Observability (OpenTelemetry)¶

TuFT includes optional OpenTelemetry integration for:

Traces (distributed tracing across HTTP → controllers → Ray actors)
Metrics (request/workflow + resource metrics)
Logs (Python logging bridged into the OpenTelemetry log pipeline)

This document explains both how to enable telemetry and how TuFT wires it internally (what gets recorded, correlation keys, and how to extend instrumentation).

Table of Contents¶

Quick start
Exporters and configuration
What TuFT records
- Traces
- Metrics
- Logs
Correlation / share keys
Context propagation (Ray actors)
Developer guide
Recommended collector configuration
Troubleshooting
End-to-end example

Quick start¶

Enable telemetry in tuft_config.yaml:

telemetry:
  enabled: true
  service_name: tuft
  otlp_endpoint: http://localhost:4317
  resource_attributes:
    deployment.environment: production
    service.version: 1.0.0

Note: resource_attributes allows you to attach custom metadata to all telemetry data.
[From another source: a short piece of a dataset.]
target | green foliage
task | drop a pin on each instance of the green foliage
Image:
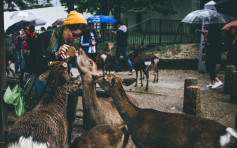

Common attributes include:

deployment.environment: e.g., production, staging, development

service.version: your application version

service.namespace: logical grouping of services

host.name: hostname of the machine

Custom attributes for your organization (e.g., team, region)

Alternatively set the endpoint via env var:

export TUFT_OTLP_ENDPOINT=http://localhost:4317

Debug mode (prints to console exporters):

export TUFT_OTEL_DEBUG=1

Exporters and configuration¶

TuFT initializes OpenTelemetry providers at CLI startup and uses one of two exporter modes:

Console exporters if TUFT_OTEL_DEBUG=1
OTLP gRPC exporters otherwise

The endpoint resolution order is:

telemetry.otlp_endpoint from config
TUFT_OTLP_ENDPOINT environment variable
OpenTelemetry exporter default endpoint (if neither is provided)

TuFT exports:

traces via OTLPSpanExporter (gRPC)
metrics via OTLPMetricExporter (gRPC)
logs via OTLPLogExporter (gRPC)

Resource metadata:

service.name is set to telemetry.service_name
additional resource attributes can be attached via telemetry.resource_attributes

What TuFT records¶

Traces¶

TuFT produces spans at several layers:

HTTP server spans: FastAPI is instrumented when telemetry is enabled.
Controller spans: training/sampling operations create spans such as:
- training_controller.create_model
- training_controller.run_forward
- training_controller.run_forward_backward
- training_controller.run_optim_step
- training_controller.save_checkpoint
- sampling_controller.create_sampling_session
- sampling_controller.run_sample
- future_store.execute_operation
Persistence spans: Redis operations create spans such as:
- redis.SET, redis.GET, redis.DEL, redis.SCAN
Backend / actor spans (when running with Ray):
- spans inside model actors (e.g. HuggingFace backend) are linked via propagated context
- examples include hf_model.forward_backward, hf_model.optim_step, hf_model.save_state, etc.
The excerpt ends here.